The Audacity of Hope - Barack Obama [168]
Even some of the other reporters had to laugh.
Some of the hyperbole can be traced back to my speech at the 2004 Democratic Convention in Boston, the point at which I first gained national attention. In fact, the process by which I was selected as the keynote speaker remains something of a mystery to me. I had met John Kerry for the first time after the Illinois primary, when I spoke at his fund-raiser and accompanied him to a campaign event highlighting the importance of job-training programs. A few weeks later, we got word that the Kerry people wanted me to speak at the convention, although it was not yet clear in what capacity. One afternoon, as I drove back from Springfield to Chicago for an evening campaign event, Kerry campaign manager Mary Beth Cahill called to deliver the news. After I hung up, I turned to my driver, Mike Signator.
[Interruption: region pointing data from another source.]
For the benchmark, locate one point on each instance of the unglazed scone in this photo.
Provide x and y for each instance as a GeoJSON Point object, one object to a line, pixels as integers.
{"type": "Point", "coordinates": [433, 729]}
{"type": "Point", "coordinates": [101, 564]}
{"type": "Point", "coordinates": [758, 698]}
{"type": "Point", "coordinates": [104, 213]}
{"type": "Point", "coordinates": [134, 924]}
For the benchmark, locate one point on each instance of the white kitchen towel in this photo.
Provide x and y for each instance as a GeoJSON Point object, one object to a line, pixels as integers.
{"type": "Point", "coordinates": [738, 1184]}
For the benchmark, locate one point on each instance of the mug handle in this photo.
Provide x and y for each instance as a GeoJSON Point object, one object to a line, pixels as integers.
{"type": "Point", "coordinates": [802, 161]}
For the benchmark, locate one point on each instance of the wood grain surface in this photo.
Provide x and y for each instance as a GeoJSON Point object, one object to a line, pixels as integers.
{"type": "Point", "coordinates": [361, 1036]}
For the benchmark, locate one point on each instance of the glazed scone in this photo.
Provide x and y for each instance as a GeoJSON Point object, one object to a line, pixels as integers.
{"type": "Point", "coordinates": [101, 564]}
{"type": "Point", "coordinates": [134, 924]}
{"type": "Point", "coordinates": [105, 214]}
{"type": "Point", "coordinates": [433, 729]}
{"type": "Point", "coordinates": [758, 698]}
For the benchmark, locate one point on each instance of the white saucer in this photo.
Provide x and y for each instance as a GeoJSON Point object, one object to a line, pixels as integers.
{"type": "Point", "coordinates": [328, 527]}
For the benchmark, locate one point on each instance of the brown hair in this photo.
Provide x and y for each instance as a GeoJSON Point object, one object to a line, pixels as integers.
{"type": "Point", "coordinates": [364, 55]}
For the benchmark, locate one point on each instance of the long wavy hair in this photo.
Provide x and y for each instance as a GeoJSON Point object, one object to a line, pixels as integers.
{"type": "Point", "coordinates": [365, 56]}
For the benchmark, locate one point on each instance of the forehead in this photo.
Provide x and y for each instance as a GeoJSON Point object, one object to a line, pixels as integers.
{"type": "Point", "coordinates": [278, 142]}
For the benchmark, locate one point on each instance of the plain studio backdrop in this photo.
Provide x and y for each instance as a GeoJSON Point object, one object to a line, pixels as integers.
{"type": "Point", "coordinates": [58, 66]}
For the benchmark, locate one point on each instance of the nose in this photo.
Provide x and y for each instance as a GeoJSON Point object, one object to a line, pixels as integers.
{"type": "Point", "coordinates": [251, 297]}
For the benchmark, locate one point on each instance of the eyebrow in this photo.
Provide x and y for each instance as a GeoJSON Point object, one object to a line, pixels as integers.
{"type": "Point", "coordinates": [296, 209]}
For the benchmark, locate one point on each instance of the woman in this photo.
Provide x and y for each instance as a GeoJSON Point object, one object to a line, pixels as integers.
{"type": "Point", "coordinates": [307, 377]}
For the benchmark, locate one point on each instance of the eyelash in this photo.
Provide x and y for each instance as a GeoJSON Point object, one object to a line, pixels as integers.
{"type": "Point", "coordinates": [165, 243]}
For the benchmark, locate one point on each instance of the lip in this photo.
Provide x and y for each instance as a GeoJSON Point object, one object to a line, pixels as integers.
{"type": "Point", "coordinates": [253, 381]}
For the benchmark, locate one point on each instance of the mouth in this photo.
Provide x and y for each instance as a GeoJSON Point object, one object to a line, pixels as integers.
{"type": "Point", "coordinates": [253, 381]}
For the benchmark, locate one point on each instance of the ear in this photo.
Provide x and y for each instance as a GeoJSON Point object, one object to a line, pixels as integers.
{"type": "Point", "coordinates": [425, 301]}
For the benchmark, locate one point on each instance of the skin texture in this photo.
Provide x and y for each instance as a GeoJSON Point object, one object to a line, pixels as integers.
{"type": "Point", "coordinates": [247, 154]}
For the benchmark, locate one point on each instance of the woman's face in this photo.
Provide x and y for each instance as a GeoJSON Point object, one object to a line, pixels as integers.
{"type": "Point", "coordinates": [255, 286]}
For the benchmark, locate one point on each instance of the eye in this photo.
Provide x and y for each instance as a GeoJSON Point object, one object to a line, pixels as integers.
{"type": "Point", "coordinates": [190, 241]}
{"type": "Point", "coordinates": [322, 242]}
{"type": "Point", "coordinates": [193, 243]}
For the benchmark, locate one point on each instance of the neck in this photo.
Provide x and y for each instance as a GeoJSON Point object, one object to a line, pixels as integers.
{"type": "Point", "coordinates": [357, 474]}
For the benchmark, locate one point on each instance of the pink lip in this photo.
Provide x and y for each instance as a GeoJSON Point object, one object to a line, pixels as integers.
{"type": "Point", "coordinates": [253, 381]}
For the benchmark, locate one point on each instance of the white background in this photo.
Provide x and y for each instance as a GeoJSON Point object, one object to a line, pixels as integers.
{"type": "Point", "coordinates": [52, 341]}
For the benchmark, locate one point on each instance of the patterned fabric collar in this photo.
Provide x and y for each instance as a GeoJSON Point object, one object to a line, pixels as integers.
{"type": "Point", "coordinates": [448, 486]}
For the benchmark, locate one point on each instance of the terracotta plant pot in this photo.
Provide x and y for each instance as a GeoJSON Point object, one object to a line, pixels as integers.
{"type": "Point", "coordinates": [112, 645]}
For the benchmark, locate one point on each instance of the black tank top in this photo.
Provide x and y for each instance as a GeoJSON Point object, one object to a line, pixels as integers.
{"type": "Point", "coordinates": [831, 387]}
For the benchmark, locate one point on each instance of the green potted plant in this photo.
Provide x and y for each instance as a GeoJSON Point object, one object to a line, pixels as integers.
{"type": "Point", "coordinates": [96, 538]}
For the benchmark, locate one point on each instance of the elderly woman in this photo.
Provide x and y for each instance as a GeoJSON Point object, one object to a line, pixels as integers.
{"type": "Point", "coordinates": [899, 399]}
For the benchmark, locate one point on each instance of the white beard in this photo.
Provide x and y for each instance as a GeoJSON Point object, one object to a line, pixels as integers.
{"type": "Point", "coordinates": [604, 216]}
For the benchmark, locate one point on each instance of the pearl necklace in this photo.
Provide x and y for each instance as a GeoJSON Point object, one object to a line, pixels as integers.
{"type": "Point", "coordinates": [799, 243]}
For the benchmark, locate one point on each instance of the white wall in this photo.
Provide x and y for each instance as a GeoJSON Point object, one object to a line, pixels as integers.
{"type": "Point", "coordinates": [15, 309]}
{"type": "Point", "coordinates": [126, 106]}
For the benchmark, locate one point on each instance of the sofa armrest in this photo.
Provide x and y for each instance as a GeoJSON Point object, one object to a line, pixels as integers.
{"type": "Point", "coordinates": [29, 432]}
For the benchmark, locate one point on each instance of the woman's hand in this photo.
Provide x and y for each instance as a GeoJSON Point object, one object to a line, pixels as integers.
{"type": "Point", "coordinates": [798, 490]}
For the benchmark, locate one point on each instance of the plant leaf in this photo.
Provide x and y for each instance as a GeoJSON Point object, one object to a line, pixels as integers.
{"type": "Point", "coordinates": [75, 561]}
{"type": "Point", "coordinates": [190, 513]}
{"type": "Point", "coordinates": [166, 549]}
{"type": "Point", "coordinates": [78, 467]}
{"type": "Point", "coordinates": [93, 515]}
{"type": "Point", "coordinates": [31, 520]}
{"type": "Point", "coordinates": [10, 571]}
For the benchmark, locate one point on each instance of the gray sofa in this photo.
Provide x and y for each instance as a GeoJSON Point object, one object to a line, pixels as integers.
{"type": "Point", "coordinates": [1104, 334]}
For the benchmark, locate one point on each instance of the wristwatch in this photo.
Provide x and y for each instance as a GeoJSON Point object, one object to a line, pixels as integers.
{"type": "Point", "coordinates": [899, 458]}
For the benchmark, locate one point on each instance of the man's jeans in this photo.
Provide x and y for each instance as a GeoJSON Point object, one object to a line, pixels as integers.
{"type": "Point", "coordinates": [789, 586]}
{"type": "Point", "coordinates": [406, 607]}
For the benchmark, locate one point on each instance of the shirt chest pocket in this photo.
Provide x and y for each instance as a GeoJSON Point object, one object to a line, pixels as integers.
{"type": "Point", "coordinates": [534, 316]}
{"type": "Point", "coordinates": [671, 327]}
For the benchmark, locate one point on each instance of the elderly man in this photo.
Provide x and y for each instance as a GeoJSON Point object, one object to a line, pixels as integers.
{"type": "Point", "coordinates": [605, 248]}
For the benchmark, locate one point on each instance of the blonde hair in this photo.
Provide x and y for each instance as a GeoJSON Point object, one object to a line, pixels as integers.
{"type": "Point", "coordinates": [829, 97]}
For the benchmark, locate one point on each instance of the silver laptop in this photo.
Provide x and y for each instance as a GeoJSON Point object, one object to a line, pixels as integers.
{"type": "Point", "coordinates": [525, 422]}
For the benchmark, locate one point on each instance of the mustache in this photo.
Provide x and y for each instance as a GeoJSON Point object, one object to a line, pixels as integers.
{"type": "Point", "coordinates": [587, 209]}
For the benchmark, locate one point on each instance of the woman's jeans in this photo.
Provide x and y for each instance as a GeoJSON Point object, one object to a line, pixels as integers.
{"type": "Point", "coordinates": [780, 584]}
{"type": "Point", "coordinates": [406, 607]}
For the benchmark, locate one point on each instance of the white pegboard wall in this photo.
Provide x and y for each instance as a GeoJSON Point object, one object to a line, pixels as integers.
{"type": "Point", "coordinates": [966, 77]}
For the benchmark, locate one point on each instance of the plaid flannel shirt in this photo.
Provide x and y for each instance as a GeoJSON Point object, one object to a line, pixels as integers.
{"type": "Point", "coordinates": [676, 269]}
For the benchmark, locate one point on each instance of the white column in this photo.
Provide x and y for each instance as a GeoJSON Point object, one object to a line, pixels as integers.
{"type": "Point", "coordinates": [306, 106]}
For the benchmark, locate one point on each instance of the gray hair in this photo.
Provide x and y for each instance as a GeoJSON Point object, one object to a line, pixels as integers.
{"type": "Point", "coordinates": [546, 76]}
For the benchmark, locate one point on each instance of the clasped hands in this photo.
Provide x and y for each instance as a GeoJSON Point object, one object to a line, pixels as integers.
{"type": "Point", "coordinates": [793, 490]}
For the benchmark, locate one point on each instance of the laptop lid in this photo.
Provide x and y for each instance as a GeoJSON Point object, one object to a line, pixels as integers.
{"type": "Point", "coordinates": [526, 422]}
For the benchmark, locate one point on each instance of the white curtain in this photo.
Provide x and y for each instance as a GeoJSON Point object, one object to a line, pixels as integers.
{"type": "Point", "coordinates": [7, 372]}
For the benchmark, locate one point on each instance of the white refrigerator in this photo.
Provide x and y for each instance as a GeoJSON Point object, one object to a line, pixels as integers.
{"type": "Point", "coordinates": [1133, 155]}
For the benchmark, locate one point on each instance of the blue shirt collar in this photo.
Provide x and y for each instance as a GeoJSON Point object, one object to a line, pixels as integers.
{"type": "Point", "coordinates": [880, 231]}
“I guess this is pretty big,” I said.
Mike nodded. “You could say that.”
I had only been to one previous Democratic convention, the 2000 Convention in Los Angeles. I hadn’t planned to attend that convention; I was just coming off my defeat in the Democratic primary for the Illinois First Congressional District seat, and was determined to spend most of the summer catching up on work at the law practice that I’d left unattended during the campaign (a neglect that had left me more or less broke), as well as make up for lost time with a wife and daughter who had seen far too little of me during the previous six months.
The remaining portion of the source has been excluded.